By the end of two hours of oral arguments, the decision seemed to be whether to attempt to limit the reach of the law or to simply declare it unconstitutionally vague.
Justice Antonin Scalia, the law's chief critic, said he did not "have the heart" to try to find a way to save it. "Why should I turn somersaults," he asked, to help render constitutional a law he considers "inherently vague."
The arguments came as the court issued its first opinions of the term, including the inaugural decision written by Justice Sonia Sotomayor. It was a low-key and noncontroversial decision that upheld a lower-court ruling about when an order implicating attorney-client privilege can be appealed.
All the justices agreed with the outcome, although Justice Clarence Thomas disagreed with part of the reasoning.
To decide the honest-services law, the court has taken three cases, including one from convicted newspaper tycoon Conrad M. Black. He argues that he should not have been convicted without the government proving that his unusual pay arrangement cheated the company he once headed.

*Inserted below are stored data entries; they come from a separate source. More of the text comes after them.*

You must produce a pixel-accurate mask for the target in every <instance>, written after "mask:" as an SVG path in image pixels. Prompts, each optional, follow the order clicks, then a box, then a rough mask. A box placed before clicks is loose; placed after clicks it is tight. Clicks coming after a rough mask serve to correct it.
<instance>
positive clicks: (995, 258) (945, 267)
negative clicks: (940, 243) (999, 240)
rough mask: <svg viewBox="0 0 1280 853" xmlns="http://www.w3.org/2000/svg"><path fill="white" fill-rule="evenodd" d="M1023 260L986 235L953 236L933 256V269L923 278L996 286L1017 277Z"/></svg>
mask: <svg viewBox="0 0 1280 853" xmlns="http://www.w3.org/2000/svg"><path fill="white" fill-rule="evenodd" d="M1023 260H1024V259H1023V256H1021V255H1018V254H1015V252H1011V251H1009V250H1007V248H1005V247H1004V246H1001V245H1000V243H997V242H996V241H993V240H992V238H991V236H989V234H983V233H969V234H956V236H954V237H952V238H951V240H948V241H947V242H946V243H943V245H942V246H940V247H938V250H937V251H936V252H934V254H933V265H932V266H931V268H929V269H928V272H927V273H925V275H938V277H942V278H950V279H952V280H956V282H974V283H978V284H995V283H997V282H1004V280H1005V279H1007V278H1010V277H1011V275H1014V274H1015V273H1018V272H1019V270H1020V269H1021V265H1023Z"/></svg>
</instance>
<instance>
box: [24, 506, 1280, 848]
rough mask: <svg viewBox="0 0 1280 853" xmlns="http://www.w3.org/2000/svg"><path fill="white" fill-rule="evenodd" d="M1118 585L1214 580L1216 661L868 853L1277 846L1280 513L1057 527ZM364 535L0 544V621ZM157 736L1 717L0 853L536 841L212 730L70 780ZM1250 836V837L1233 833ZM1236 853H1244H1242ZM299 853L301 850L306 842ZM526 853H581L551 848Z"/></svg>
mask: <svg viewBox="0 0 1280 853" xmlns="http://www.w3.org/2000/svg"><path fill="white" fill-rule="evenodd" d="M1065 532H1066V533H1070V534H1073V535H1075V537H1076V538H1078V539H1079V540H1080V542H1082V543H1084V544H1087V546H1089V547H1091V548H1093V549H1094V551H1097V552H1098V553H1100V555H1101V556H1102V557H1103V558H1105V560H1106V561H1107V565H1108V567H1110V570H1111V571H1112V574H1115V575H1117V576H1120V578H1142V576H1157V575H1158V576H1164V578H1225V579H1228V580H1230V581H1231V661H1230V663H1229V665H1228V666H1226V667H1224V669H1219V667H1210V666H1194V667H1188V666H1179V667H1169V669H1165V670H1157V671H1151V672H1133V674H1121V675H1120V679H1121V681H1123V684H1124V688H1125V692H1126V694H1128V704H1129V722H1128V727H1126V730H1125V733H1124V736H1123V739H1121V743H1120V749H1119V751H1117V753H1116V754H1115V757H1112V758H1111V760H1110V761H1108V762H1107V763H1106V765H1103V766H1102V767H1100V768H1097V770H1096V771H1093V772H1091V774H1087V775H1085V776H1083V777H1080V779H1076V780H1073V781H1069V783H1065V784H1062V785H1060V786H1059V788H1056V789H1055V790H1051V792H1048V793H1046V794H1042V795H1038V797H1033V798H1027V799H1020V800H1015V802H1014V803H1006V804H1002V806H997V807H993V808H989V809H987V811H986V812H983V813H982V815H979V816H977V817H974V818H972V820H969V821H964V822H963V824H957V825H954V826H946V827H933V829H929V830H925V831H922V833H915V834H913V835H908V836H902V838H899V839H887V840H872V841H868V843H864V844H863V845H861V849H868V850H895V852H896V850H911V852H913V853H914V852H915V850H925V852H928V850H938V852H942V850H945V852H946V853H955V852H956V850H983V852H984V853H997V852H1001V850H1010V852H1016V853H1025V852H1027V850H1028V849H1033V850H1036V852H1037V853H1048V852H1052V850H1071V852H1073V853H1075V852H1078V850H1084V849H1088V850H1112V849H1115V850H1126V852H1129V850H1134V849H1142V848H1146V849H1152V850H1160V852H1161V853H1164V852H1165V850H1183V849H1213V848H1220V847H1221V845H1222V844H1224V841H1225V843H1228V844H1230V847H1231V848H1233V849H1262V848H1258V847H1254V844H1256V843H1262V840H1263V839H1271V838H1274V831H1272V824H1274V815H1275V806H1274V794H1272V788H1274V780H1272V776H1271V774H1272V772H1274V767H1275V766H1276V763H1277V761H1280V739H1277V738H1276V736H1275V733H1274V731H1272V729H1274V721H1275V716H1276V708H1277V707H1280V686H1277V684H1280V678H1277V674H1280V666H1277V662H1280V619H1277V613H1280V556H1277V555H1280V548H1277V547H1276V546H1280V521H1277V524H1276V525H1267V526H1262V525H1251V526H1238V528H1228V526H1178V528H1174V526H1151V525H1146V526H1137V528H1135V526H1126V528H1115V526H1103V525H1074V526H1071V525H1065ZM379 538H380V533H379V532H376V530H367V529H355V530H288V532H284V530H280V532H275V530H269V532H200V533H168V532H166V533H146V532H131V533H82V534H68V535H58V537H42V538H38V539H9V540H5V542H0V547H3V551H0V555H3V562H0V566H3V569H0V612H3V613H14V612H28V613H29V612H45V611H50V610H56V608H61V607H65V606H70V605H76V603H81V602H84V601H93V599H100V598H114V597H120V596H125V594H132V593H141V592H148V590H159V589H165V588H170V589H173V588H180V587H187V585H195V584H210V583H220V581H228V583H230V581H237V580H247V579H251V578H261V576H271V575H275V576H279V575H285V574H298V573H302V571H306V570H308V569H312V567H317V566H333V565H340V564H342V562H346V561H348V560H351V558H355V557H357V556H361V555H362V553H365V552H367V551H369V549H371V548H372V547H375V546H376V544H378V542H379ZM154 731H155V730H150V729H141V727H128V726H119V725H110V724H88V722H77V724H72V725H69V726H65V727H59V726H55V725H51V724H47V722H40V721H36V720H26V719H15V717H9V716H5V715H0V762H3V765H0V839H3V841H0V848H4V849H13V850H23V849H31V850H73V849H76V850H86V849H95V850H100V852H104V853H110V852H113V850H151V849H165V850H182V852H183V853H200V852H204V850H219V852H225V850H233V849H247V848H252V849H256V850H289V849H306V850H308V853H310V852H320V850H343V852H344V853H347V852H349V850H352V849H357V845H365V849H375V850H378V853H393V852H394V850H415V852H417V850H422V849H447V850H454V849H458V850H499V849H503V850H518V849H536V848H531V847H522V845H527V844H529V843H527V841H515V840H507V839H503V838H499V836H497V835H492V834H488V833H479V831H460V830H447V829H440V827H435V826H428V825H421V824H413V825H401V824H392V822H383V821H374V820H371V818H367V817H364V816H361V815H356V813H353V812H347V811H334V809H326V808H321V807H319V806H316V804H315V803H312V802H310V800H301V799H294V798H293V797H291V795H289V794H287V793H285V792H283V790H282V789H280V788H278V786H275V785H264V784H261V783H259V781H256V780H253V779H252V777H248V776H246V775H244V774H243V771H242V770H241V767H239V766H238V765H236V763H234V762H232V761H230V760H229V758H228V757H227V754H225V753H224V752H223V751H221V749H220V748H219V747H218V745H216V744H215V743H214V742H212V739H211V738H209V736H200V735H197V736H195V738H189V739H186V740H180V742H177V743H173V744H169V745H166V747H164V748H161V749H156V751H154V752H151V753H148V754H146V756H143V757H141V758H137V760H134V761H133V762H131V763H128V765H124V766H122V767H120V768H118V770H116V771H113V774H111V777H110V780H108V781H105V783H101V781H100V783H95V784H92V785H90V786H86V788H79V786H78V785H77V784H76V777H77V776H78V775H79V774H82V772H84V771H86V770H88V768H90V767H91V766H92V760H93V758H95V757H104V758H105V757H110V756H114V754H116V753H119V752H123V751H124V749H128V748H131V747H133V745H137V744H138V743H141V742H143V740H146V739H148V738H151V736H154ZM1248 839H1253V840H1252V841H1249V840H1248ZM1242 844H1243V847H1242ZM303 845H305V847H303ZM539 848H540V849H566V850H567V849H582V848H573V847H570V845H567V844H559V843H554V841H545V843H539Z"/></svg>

Black's case was heard Tuesday, along with that of former Alaska state representative Bruce Weyhrauch. The ex-lawmaker says he should not be the subject of federal prosecution because no state law required him to disclose that he was looking for legal work with an oil services firm at the same time the company was lobbying him on a tax bill.
In the spring, the court will hear an appeal from former Enron chief executive Jeffrey K. Skilling, who contends that the government needed to prove he was trying to line his own pockets with the fraudulent accounting scheme that brought down the giant company. Skilling says his actions were to save the company.
The cases raise distinct issues with which the court could limit the law. But Miguel Estrada, Black's attorney, told the justices that there is no "elegant out to the morass that the lower courts have been confronting" and that as "an essential matter, this statute cannot be saved."